Abstract:
The problem of clustering aims to partition unlabeled data so as to reveal the natural affinities between data instances. Modern learning algorithms need to be designed to be applicable on larger datasets that can also be high dimensional. While acquiring more features and instances can be beneficial, the addition of noisy and irrelevant features can also obfuscate the true structure of the data; distance metrics can also fail at high dimensions. To address these challenges, complex mathematical structures can be used to model different aspects of a problem, however they can also lead to algorithms with high computation costs, making the algorithms infeasible for larger datasets.

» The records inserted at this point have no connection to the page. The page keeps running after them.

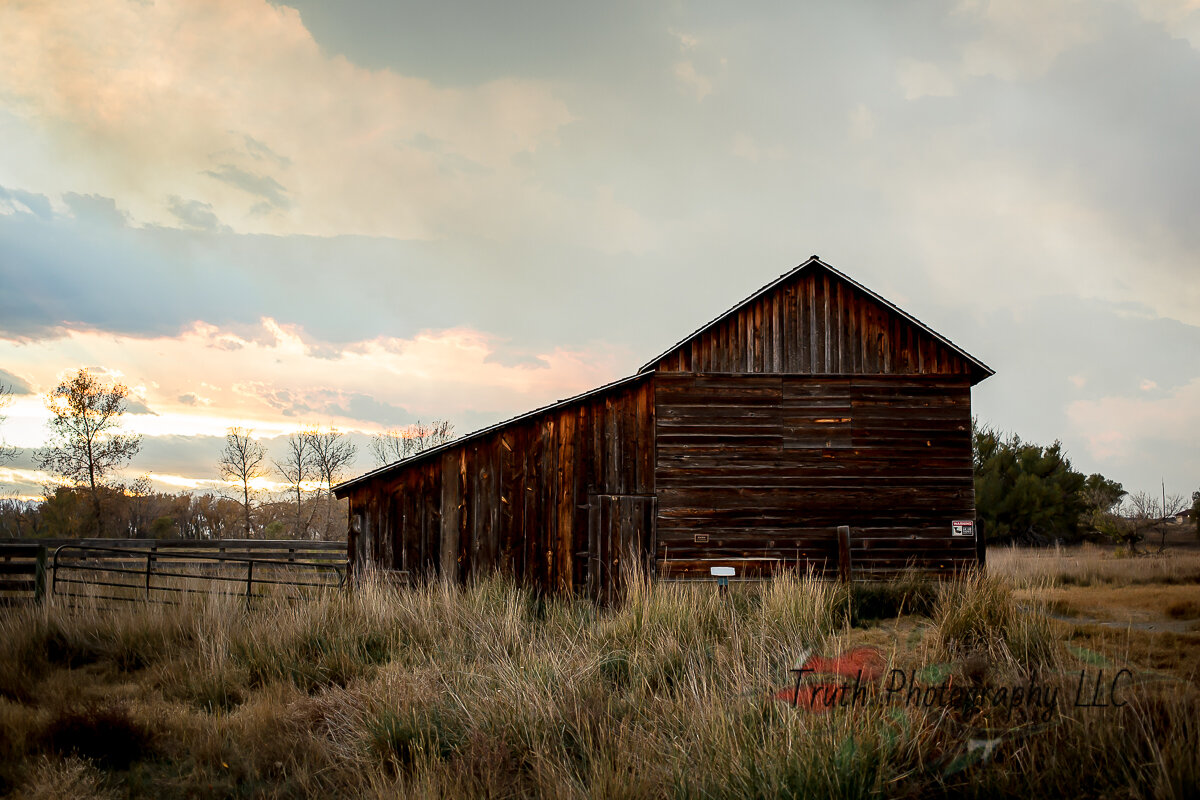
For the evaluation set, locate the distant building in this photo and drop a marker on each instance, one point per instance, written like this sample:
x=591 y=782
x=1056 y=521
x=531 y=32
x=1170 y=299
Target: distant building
x=811 y=404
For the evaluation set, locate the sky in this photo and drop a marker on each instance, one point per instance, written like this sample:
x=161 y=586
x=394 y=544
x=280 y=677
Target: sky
x=367 y=212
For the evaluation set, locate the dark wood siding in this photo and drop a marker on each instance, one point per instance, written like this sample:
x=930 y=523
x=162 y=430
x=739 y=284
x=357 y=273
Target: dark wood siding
x=815 y=324
x=760 y=470
x=516 y=499
x=811 y=405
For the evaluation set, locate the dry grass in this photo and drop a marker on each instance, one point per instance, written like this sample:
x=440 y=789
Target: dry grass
x=493 y=691
x=1090 y=565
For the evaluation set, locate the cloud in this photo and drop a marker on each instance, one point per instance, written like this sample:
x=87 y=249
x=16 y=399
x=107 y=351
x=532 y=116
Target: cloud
x=280 y=380
x=193 y=214
x=16 y=200
x=151 y=101
x=1120 y=427
x=263 y=186
x=699 y=85
x=923 y=79
x=16 y=384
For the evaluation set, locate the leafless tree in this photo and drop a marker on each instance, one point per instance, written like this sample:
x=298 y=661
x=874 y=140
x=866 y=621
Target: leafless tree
x=298 y=469
x=1147 y=512
x=87 y=443
x=243 y=461
x=395 y=444
x=331 y=453
x=6 y=452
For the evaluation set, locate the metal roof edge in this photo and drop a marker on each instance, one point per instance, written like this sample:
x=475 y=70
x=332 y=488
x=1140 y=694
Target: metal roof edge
x=475 y=434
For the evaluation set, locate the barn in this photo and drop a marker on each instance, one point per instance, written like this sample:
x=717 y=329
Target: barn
x=811 y=405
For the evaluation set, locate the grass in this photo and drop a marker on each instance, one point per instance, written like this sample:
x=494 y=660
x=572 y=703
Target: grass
x=1095 y=565
x=491 y=690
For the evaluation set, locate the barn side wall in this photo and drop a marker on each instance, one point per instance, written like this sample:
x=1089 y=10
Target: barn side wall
x=815 y=324
x=516 y=499
x=767 y=468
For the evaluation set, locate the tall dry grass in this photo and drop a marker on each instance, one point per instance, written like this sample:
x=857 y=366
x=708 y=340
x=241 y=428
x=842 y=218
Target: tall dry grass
x=1086 y=565
x=492 y=690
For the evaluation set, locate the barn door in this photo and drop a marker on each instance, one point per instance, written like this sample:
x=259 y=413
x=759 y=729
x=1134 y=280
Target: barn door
x=621 y=534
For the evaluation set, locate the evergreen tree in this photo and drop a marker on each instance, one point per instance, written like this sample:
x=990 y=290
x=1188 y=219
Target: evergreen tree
x=1029 y=492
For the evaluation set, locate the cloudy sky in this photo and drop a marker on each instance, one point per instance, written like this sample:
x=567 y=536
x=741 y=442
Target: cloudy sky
x=369 y=212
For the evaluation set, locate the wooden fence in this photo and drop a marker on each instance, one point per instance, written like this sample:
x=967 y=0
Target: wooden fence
x=162 y=570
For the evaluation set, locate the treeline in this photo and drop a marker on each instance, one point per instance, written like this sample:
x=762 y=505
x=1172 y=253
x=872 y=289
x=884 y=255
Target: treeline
x=1030 y=493
x=129 y=512
x=88 y=450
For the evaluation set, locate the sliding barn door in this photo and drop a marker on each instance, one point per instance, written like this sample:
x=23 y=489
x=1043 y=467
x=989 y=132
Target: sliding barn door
x=621 y=535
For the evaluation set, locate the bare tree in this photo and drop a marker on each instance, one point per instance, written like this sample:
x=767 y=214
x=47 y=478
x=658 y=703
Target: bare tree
x=331 y=453
x=1147 y=512
x=85 y=429
x=6 y=452
x=298 y=469
x=243 y=461
x=395 y=444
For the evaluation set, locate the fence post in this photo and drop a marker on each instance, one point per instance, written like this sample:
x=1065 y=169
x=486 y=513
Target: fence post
x=40 y=576
x=844 y=553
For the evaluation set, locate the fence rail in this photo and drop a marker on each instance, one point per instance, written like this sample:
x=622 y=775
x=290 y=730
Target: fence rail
x=156 y=570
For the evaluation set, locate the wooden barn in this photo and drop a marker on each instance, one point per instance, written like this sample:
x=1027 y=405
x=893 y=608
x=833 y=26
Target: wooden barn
x=810 y=405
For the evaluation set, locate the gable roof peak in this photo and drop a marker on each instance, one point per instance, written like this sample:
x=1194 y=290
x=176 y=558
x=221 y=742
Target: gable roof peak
x=981 y=371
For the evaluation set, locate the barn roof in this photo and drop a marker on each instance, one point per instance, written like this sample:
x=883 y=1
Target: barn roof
x=981 y=370
x=483 y=432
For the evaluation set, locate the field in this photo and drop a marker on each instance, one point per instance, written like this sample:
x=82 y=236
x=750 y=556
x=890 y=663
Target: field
x=681 y=691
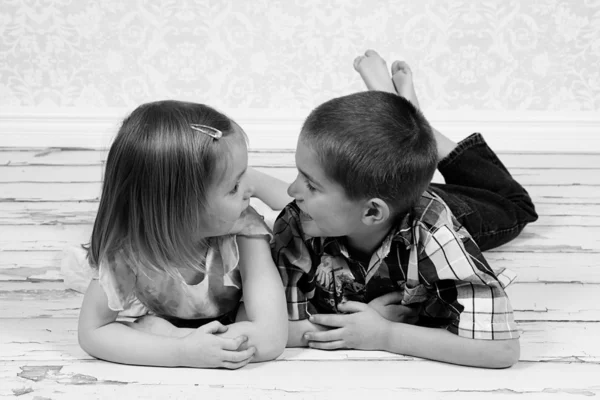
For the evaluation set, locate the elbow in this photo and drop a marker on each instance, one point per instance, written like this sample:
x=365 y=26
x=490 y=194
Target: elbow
x=272 y=344
x=507 y=354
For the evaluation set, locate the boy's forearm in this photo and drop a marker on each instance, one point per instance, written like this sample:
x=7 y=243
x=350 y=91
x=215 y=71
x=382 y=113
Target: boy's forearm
x=441 y=345
x=119 y=343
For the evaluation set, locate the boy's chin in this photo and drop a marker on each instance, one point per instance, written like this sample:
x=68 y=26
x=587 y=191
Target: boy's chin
x=310 y=228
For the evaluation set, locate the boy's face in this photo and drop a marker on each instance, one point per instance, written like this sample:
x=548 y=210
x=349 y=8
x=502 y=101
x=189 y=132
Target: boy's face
x=327 y=211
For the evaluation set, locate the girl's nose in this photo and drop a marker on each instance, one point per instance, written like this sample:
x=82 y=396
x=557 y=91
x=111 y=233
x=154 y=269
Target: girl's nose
x=293 y=189
x=249 y=191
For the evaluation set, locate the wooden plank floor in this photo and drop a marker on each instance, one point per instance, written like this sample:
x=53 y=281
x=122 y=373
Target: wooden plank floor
x=48 y=198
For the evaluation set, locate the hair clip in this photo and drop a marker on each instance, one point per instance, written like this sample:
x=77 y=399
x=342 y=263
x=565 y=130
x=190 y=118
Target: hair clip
x=208 y=130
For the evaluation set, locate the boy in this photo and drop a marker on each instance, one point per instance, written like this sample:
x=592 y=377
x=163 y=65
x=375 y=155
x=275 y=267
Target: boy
x=367 y=231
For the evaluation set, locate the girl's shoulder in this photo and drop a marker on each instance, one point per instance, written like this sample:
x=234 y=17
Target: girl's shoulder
x=251 y=223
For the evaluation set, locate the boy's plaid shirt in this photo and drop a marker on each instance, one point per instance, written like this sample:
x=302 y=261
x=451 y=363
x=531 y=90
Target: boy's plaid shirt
x=429 y=257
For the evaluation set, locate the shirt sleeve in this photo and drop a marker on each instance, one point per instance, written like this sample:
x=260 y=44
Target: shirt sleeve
x=118 y=281
x=293 y=259
x=470 y=292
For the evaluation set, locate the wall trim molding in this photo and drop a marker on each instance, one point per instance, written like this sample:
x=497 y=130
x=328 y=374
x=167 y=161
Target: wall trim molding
x=507 y=131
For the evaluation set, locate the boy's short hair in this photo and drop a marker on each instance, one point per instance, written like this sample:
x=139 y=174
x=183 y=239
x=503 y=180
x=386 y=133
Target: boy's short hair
x=374 y=144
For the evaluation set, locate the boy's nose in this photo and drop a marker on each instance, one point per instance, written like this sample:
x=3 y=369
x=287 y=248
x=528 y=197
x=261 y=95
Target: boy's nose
x=249 y=191
x=292 y=189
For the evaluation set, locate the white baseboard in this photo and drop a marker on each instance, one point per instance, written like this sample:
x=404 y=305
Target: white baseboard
x=572 y=132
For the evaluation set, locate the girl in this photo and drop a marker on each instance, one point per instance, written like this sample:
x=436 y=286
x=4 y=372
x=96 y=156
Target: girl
x=174 y=232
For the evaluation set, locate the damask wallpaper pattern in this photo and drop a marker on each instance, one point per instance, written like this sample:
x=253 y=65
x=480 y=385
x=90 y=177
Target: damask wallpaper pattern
x=466 y=55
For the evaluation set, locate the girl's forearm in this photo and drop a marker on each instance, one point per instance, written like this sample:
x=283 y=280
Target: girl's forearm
x=441 y=345
x=118 y=343
x=260 y=336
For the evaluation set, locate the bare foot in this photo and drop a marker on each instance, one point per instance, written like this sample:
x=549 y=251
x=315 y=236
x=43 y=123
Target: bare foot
x=403 y=81
x=373 y=70
x=402 y=78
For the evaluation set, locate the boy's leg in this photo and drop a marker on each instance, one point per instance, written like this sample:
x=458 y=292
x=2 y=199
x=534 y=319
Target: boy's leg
x=482 y=194
x=479 y=190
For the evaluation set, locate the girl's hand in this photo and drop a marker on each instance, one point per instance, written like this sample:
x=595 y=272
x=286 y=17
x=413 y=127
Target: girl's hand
x=389 y=307
x=204 y=349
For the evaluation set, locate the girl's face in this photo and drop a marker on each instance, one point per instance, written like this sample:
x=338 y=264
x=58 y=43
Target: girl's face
x=228 y=198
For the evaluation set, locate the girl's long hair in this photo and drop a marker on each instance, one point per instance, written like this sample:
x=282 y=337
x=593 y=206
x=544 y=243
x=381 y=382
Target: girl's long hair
x=157 y=175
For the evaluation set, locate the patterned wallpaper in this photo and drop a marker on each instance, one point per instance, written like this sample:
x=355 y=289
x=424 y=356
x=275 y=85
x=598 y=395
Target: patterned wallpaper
x=466 y=55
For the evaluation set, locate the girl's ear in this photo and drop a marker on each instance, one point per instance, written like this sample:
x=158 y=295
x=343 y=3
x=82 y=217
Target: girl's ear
x=376 y=211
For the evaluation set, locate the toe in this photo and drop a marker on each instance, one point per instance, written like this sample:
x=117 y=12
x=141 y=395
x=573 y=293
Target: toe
x=371 y=53
x=398 y=66
x=357 y=62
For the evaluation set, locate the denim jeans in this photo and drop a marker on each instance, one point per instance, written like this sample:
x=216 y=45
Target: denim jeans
x=482 y=194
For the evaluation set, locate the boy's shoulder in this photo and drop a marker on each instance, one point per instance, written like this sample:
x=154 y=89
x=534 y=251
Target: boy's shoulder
x=432 y=212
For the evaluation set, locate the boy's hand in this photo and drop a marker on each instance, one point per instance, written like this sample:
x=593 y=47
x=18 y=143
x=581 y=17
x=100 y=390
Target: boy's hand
x=362 y=328
x=204 y=349
x=389 y=307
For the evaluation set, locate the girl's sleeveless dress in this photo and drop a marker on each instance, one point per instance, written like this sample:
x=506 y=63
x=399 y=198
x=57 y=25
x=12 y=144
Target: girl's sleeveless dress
x=168 y=295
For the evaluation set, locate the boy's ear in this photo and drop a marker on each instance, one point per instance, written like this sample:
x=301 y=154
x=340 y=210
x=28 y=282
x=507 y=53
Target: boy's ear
x=376 y=211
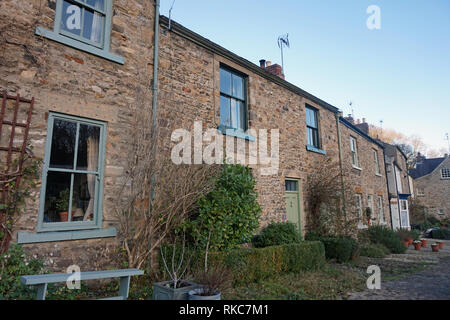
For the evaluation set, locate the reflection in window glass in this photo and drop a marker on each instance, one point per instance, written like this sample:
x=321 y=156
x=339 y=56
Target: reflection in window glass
x=63 y=144
x=291 y=185
x=225 y=82
x=71 y=18
x=88 y=142
x=57 y=195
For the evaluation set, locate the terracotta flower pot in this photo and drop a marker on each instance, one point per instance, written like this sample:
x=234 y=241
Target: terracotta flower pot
x=406 y=243
x=64 y=216
x=417 y=245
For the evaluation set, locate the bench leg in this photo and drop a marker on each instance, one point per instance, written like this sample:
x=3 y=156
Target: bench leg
x=42 y=288
x=124 y=287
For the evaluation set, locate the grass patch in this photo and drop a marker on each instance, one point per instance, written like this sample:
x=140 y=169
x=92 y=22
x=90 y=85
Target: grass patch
x=330 y=283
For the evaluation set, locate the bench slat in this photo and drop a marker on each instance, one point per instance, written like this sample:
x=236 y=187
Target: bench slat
x=90 y=275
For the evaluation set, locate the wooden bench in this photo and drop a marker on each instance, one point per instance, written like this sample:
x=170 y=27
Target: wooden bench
x=41 y=280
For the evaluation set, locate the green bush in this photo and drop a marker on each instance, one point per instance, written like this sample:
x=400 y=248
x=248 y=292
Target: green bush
x=441 y=234
x=276 y=234
x=387 y=237
x=374 y=250
x=251 y=265
x=228 y=215
x=341 y=249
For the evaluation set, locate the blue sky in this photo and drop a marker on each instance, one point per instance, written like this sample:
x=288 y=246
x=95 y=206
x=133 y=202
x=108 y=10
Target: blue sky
x=399 y=74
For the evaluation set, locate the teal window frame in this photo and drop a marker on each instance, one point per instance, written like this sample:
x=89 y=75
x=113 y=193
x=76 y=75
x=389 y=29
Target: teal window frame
x=96 y=223
x=314 y=128
x=238 y=132
x=79 y=42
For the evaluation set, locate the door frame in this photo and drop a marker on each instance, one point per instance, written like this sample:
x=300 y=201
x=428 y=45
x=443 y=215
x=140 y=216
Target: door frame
x=298 y=199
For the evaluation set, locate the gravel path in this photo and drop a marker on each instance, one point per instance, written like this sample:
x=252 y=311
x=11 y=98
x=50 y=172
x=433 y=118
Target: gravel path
x=430 y=284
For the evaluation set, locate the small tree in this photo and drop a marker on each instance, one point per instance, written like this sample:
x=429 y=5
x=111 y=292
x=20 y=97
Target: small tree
x=330 y=201
x=229 y=214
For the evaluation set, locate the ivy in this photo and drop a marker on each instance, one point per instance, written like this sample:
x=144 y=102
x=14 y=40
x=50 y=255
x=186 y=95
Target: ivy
x=229 y=215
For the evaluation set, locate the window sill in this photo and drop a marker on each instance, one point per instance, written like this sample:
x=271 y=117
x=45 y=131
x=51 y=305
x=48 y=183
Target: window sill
x=314 y=149
x=236 y=133
x=78 y=45
x=26 y=238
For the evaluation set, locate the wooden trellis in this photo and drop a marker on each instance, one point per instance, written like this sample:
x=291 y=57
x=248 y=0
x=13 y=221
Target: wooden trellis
x=8 y=132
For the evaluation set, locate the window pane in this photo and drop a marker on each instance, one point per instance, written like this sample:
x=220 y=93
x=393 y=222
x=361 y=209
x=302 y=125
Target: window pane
x=63 y=144
x=57 y=194
x=225 y=82
x=311 y=118
x=238 y=87
x=225 y=116
x=291 y=185
x=97 y=4
x=310 y=136
x=71 y=18
x=83 y=200
x=316 y=138
x=88 y=144
x=93 y=26
x=235 y=114
x=242 y=116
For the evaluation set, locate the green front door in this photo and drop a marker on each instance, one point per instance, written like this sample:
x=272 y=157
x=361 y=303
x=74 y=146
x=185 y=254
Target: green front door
x=293 y=202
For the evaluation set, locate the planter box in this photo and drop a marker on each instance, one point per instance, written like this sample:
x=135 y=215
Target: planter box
x=161 y=291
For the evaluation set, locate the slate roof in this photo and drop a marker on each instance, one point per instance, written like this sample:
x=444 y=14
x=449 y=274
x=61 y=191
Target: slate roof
x=425 y=167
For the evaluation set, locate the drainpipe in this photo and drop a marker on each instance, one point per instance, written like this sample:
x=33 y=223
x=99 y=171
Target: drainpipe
x=155 y=93
x=337 y=116
x=155 y=66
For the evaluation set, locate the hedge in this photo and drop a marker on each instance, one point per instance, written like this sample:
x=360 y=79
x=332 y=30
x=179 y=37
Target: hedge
x=249 y=265
x=374 y=250
x=384 y=236
x=441 y=234
x=341 y=249
x=276 y=234
x=255 y=264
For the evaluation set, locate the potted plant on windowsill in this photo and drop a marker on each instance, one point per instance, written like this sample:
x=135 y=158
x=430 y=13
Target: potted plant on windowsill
x=417 y=245
x=62 y=205
x=424 y=243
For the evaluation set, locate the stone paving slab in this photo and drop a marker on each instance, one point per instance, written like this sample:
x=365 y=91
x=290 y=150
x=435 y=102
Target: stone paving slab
x=430 y=284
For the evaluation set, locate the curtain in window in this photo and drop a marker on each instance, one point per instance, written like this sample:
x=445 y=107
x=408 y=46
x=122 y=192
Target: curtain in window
x=97 y=25
x=92 y=152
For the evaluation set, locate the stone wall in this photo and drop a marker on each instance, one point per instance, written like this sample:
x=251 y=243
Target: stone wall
x=436 y=191
x=364 y=179
x=70 y=81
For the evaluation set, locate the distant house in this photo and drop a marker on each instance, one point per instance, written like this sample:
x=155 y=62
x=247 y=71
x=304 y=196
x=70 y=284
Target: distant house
x=432 y=185
x=399 y=186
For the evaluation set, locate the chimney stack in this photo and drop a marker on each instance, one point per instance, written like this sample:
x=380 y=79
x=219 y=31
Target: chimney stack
x=274 y=69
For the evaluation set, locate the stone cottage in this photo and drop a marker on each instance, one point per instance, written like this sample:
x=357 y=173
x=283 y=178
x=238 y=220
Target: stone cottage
x=432 y=185
x=85 y=62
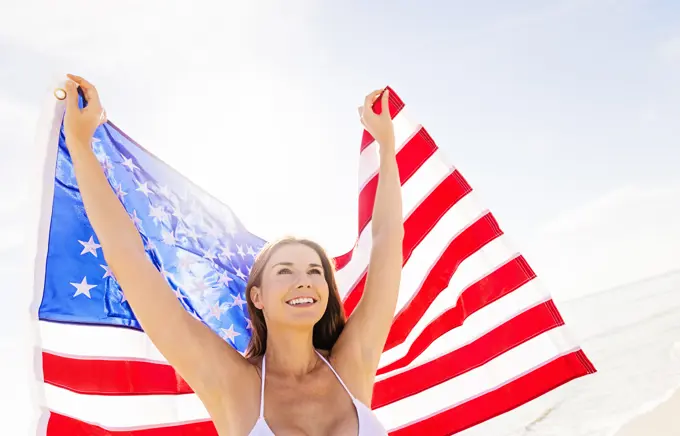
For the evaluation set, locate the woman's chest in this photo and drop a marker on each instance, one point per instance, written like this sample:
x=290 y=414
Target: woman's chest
x=319 y=407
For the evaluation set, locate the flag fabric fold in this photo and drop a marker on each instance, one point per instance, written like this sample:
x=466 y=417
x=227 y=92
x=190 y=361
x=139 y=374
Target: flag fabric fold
x=474 y=335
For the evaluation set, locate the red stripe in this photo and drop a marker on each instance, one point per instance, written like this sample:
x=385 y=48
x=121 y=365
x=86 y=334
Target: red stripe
x=501 y=400
x=419 y=223
x=409 y=159
x=396 y=105
x=499 y=283
x=112 y=377
x=60 y=425
x=514 y=332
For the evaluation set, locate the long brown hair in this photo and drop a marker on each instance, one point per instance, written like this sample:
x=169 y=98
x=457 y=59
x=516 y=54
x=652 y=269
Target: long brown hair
x=326 y=330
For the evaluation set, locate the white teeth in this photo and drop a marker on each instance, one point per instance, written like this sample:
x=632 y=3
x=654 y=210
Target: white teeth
x=301 y=300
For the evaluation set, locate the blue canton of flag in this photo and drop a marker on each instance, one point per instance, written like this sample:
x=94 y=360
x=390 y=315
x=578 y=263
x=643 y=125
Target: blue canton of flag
x=196 y=242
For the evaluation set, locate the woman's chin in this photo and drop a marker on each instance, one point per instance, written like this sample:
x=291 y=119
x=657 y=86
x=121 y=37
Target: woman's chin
x=301 y=316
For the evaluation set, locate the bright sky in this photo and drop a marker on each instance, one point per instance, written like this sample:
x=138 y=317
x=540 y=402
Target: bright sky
x=563 y=115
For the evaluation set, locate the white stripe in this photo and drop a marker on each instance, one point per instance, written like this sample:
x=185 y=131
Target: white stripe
x=125 y=412
x=486 y=260
x=459 y=217
x=98 y=342
x=369 y=160
x=414 y=191
x=475 y=326
x=499 y=371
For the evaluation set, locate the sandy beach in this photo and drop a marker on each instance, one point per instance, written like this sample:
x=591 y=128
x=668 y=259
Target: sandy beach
x=663 y=420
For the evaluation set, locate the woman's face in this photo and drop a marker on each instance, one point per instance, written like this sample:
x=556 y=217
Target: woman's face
x=294 y=290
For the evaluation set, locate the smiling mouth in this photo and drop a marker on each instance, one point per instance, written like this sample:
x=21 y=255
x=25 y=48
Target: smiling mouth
x=301 y=302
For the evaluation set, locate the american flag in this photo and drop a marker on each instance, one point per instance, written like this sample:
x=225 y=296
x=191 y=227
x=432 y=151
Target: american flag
x=474 y=335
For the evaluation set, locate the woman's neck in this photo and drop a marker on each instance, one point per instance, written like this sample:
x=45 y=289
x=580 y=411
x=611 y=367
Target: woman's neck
x=291 y=351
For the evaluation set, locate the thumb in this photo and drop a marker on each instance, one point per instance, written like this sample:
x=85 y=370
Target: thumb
x=385 y=103
x=72 y=97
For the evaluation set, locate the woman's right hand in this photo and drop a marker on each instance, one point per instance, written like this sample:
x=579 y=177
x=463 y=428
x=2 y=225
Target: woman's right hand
x=80 y=124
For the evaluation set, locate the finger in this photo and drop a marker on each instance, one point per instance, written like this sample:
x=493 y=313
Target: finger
x=89 y=90
x=370 y=98
x=72 y=97
x=386 y=103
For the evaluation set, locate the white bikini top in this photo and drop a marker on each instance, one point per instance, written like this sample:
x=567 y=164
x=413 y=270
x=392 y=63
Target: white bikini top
x=368 y=422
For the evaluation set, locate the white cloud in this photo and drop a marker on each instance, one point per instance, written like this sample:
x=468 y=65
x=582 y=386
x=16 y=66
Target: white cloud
x=630 y=234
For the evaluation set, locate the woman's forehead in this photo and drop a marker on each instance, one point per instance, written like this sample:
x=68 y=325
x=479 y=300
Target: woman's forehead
x=296 y=254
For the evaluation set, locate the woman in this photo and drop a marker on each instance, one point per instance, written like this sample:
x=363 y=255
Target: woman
x=307 y=371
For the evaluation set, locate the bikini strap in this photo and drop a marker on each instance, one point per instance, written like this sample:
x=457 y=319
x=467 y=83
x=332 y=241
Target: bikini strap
x=262 y=389
x=336 y=375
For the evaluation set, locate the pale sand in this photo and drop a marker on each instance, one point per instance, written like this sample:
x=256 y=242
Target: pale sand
x=663 y=420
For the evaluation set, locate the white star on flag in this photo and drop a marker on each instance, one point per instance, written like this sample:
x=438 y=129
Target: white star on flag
x=157 y=213
x=89 y=247
x=108 y=272
x=129 y=164
x=168 y=238
x=216 y=310
x=143 y=188
x=223 y=279
x=209 y=254
x=83 y=288
x=119 y=191
x=136 y=220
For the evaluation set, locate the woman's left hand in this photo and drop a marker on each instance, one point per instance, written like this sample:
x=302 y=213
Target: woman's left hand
x=379 y=126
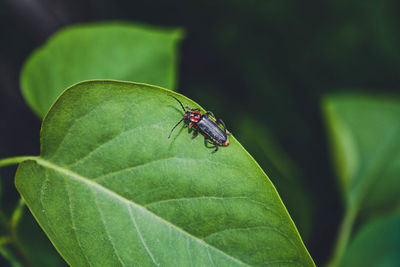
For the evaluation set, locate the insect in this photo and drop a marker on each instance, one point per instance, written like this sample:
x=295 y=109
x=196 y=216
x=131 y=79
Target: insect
x=202 y=123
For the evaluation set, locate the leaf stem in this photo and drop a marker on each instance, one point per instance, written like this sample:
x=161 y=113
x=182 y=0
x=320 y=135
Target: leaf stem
x=343 y=236
x=15 y=160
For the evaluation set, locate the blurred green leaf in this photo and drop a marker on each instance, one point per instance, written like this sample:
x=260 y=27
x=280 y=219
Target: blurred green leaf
x=8 y=255
x=365 y=137
x=110 y=188
x=377 y=244
x=36 y=245
x=283 y=172
x=118 y=51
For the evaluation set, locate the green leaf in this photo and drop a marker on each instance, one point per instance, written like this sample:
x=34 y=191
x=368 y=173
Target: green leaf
x=376 y=244
x=365 y=134
x=9 y=255
x=37 y=248
x=284 y=173
x=119 y=51
x=110 y=188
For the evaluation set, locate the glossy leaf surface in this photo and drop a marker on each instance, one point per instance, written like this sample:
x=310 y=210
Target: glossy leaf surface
x=110 y=188
x=118 y=51
x=365 y=134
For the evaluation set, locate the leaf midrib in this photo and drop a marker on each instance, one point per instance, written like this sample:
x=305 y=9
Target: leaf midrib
x=50 y=165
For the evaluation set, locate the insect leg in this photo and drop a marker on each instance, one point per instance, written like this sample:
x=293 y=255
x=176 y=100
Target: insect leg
x=210 y=113
x=196 y=131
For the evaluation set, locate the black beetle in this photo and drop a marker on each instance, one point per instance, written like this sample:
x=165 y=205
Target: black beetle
x=205 y=125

Among existing classes of clustering methods, we focus on the class of center-based clustering which in general consists of methods with low computation costs that scale linearly with the size of datasets. We identify different factors that have influence over how effective center-based clustering methods can be. Estimating the number of clusters is still a challenge, for which we study existing approaches that have a wide range of computation costs, and propose two low-cost approaches based on two possible definitions of a cluster. Selecting a suitable distance metric for clustering is also an important factor. We incorporate a kernel metric in a center-based clustering method and investigate its performance in the presence of a large number of clusters. Feature selection and feature extraction methods exist to identify which features can help estimate the clusters. We focus on sparse clustering methods and propose a significantly lower computation approach to simultaneously select features while clustering. Another important factor is the nature of the clusters identified. Hard clustering methods identify discrete clusters, whereas soft clustering methods allow soft cluster assignments of data points to more than one cluster, thereby allowing overlapped clusters to be identified. We propose a multi-objective evolutionary fuzzy clustering method that can identify partitions at different degrees of overlap. Clustering in unsupervised conditions can come with a serious limitation. Instead of exploring a wide solution space completely unsupervised, some additional supervision can bias the method to identify clustering solutions that better fit a dataset. This motivates us to propose a transfer clustering method that learns a multiple kernel metric in a weakly supervised setting, and then transfers the learned metric to cluster a dataset in an unsupervised manner. A lower effort is required to provide weak supervision in comparison to full supervision, while drastically boosting clustering performance. We recommend weakly supervised clustering as a promising new direction to overcome the inherent limitations of identifying clusters in an unsupervised manner.